From: Andrew Morton <akpm@linux-foundation.org>
To: prasadjoshi124@gmail.com
Cc: bugzilla-daemon@bugzilla.kernel.org, linux-mm@kvack.org,
"Ricardo M. Correia" <ricardo.correia@oracle.com>
Subject: Re: [Bug 30702] New: vmalloc(GFP_NOFS) can callback file system evict_inode, inducing deadlock.
Date: Wed, 9 Mar 2011 14:23:11 -0800 [thread overview]
Message-ID: <20110309142311.1d8073fe.akpm@linux-foundation.org> (raw)

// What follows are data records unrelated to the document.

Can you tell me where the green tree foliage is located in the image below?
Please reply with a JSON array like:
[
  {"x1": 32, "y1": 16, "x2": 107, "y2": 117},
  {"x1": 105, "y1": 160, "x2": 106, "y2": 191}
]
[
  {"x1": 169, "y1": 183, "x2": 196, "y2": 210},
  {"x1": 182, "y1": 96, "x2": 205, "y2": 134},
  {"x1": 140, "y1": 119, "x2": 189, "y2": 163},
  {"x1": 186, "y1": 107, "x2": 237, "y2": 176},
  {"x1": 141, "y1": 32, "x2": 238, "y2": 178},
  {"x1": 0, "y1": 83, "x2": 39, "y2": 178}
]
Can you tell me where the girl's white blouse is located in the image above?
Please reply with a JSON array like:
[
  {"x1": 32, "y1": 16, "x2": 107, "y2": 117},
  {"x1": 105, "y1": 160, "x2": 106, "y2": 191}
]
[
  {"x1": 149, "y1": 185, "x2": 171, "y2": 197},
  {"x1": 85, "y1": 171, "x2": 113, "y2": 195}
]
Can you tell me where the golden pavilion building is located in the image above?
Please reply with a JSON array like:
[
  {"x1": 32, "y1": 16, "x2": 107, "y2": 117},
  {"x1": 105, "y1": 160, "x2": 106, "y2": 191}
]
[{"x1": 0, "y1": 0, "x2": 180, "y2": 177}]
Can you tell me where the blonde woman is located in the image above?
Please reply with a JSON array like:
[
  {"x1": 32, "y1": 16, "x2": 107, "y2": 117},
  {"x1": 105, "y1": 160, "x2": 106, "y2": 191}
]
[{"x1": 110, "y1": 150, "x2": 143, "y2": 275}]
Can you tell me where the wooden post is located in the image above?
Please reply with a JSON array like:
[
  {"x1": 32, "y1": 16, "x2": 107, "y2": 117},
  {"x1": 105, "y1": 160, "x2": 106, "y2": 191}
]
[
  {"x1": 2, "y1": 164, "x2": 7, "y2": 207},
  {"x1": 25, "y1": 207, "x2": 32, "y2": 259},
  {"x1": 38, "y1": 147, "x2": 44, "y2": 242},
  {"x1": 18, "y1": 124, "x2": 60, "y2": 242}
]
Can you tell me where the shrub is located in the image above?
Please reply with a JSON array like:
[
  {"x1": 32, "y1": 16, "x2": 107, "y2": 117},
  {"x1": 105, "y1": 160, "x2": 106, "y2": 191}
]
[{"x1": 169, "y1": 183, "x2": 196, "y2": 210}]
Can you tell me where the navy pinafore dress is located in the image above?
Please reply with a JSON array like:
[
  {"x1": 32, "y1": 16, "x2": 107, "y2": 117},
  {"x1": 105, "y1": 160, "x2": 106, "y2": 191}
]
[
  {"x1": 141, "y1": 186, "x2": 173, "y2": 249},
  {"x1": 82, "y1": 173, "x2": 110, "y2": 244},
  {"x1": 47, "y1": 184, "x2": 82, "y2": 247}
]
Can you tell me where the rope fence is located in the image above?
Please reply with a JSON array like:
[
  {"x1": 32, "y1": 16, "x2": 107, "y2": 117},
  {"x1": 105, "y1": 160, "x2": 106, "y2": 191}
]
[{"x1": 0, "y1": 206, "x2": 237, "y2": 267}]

In-Reply-To: <bug-30702-27@https.bugzilla.kernel.org/>
(switched to email. Please respond via emailed reply-to-all, not via the
bugzilla web interface).
On Mon, 7 Mar 2011 19:12:23 GMT
bugzilla-daemon@bugzilla.kernel.org wrote:
> https://bugzilla.kernel.org/show_bug.cgi?id=30702
>
> Summary: vmalloc(GFP_NOFS) can callback file system
> evict_inode, inducing deadlock.
Yeah.
Ricardo has been working on this. See the thread at
http://marc.info/?l=linux-mm&m=128942194520631&w=4
It's tough, and we've been bad, and progress is slow :(
> Product: Memory Management
> Version: 2.5
> Platform: All
> OS/Version: Linux
> Tree: Mainline
> Status: NEW
> Severity: normal
> Priority: P1
> Component: Page Allocator
> AssignedTo: akpm@linux-foundation.org
> ReportedBy: prasadjoshi124@gmail.com
> Regression: No
>
>
> I am working on a propitiatory file system development. The problem I am facing
> is with calling __vmalloc in a lock. Though I am working on changing the code
> that I have, I thought it would be good to atleast report the VMALLOC problem.
>
> The code looks something like this
>
> const struct file_operations lzfs_file_operations = {
> .write = lzfs_vnop_write,
> };
>
> ssize_t
> lzfs_vnop_write()
> {
> mutex_lock(some global mutex);
> ptr = __vmalloc(size, GFP_NOFS | __GFP_HIGHMEM, PAGE_KERNEL);
> mutex_unlock(some global mutex);
> }
>
> static const struct super_operations lzfs_super_ops = {
> .evict_inode = lzfs_evict_vnode,
> };
>
> static void
> lzfs_evict_vnode(struct inode *inode)
> {
> mutex_lock(some global mutex);
>
> some code for eviction;
>
> mutex_unlock(some global mutex);
> }
>
> As the __vmalloc is called with GFP_NOFS, I was expecting the evict_inode (or
> clear_inode) would not be called when page cache is purned. But I noticed
> following oops message during the testing.
>
> [ 5058.193312] [<ffffffffa092a534>] lzfs_clear_vnode+0x104/0x160 [lzfs]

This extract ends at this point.